Evaluate performs a series of checks to alert the user to potential problems with de-replication. It has two things that it can look for:

de-replicated genome similarity- this is comparing all of the de-replicated genomes to each other and making sure they’re not too similar. This is to try and catch cases where similar genomes were split into different primary clusters, and thus failed to be de-replicated. Depending on the number of de-replicated genomes, this can take a while

secondary clusters that were almost different- this alerts you to cases where genomes are on the edge between being considered “same” or “different”, depending on the clustering parameters you used. This module reads the parameters you used during clustering from the work directory, so you don’t need to specify them again.

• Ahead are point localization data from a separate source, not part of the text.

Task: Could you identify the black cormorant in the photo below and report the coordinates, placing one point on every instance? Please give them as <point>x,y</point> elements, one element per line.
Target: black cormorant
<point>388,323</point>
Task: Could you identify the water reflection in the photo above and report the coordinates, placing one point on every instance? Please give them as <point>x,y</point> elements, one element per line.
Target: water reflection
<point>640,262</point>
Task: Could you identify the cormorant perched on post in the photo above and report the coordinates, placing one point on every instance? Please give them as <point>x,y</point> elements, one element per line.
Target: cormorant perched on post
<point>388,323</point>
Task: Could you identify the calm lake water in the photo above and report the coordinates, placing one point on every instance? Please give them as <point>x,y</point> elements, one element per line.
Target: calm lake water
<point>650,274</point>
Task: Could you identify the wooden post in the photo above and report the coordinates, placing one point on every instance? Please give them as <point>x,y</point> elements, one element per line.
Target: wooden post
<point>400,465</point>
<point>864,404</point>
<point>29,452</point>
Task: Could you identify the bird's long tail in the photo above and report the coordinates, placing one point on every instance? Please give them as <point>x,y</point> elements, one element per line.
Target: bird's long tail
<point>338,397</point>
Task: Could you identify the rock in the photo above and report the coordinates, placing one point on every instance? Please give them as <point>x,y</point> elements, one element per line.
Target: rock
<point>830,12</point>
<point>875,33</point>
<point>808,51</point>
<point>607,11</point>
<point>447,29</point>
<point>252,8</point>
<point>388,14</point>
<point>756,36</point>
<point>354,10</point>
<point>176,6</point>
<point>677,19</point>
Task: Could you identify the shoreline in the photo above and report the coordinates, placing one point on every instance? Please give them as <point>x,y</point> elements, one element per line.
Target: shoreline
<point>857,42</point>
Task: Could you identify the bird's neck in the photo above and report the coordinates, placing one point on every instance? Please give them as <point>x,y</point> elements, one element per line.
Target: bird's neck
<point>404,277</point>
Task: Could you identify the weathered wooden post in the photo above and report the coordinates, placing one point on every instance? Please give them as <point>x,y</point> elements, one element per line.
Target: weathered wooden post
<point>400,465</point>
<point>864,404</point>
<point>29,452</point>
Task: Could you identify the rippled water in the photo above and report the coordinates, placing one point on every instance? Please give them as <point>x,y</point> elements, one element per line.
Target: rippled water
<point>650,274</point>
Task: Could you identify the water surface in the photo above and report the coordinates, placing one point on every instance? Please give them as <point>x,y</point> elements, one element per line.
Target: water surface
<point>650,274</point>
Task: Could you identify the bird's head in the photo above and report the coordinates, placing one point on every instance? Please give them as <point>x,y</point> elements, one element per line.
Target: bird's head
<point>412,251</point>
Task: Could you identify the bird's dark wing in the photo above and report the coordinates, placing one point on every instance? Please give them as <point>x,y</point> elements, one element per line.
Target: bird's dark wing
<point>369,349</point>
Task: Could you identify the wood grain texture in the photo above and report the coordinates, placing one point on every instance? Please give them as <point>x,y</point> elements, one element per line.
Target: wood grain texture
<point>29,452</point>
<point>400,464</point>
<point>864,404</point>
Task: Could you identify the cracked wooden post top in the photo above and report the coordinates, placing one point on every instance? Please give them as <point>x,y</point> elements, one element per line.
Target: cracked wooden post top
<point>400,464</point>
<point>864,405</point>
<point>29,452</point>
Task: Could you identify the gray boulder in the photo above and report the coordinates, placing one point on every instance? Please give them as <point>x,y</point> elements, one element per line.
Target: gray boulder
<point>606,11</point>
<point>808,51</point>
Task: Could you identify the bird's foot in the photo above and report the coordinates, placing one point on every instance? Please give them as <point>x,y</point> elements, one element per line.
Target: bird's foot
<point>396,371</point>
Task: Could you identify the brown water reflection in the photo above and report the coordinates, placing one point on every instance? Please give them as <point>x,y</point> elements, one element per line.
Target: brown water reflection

To see the command-line options, check the help:

$ dRep evaluate -h
usage: dRep evaluate [-p PROCESSORS] [-d] [-h] [--warn_dist WARN_DIST]
                   [--warn_sim WARN_SIM] [--warn_aln WARN_ALN]
                   [-e [EVALUATE [EVALUATE ...]]]
                   work_directory

positional arguments:
work_directory        Directory where data and output
                      *** USE THE SAME WORK DIRECTORY FOR ALL DREP OPERATIONS ***

SYSTEM PARAMETERS:
-p PROCESSORS, --processors PROCESSORS
                      threads (default: 6)
-d, --debug           make extra debugging output (default: False)
-h, --help            show this help message and exit

WARNINGS:
--warn_dist WARN_DIST
                      How far from the threshold to throw cluster warnings
                      (default: 0.25)
--warn_sim WARN_SIM   Similarity threshold for warnings between dereplicated
                      genomes (default: 0.98)
--warn_aln WARN_ALN   Minimum aligned fraction for warnings between
                      dereplicated genomes (ANIn) (default: 0.25)

EVALUATIONS:
-e [EVALUATE [EVALUATE ...]], --evaluate [EVALUATE [EVALUATE ...]]
                      Things to evaluate Input 'all' or 'a' to evaluate all
                      1) Evaluate de-replicated genome similarity
                      2) Throw warnings for clusters that were almost different
                      3) Generate a database of information on winning genomes
                       (default: None)

Bonus

Bonus consists of operations that don’t really fit in with the functions of dRep, but can be helpful. Currently the only thing it can do is determine taxonomy of your bins. This is done using centrifuge, similar to how anvi’o does it. If you choose to use this option, the taxonomy of genome will be shown with the filename in most figures.